Back in the office. Still not in the room.
Most meetings aren’t collaborative.
They’re polite hostage situations.
Cameras off. Mics off. Participation on life support until your name gets called.
We call it “collaboration.” But it’s just compliance with a commute.
Hybrid work didn’t kill energy.
We did—by designing for presence, not participation.
Leadership is stuck in False Positive Culture:
✅ Everyone showed up
✅ The office was used
✅ The meeting happened
But nothing moved. No signal. No insight. No real exchange.

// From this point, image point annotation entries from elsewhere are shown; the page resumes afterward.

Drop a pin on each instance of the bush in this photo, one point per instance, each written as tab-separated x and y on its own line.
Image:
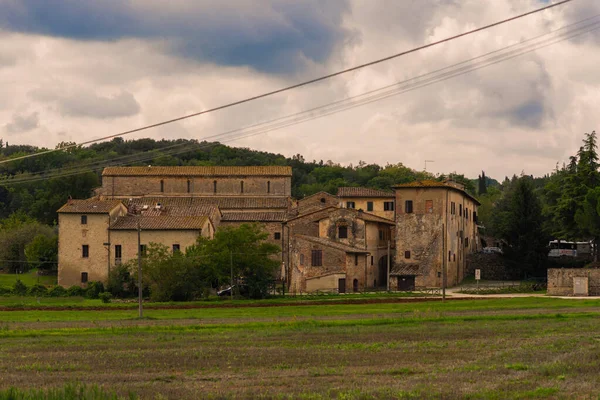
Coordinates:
105	297
75	291
94	289
19	288
38	290
57	291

You don’t fix that with mandates.
You fix it by redesigning the room.
1. Rewrite the Meeting Contract
The failure mode: Live time used for information transfer instead of insight generation.
Fix it:
No decision? Async.
Status updates? Written.
Live time = input, iteration, tension.
If the meeting could be replaced by a memo, replace it.
2. Shift from Attendance to Ownership
The failure mode: Passive presence mistaken for contribution.
Fix it:
Rotate facilitators.
Define success as what got unblocked, not who spoke.
Ask: What changed because we met?
If you can’t answer that, cancel it.
3. Fix the Facilitation, Not the People
The failure mode: Blaming low energy on employees, not structure.
Fix it:
Use prompts like: “What assumption haven’t we challenged yet?”
Curate input. Don’t cold-call.
If there’s no output, kill the recurring invite.
Better tools won’t fix a broken structure. Better design will.
Challenge:
Pick one meeting this week.
Redesign it for signal, not obligation.
Then ask yourself:
If this meeting disappeared—who would notice?
Hybrid isn’t broken.
Your information architecture might be.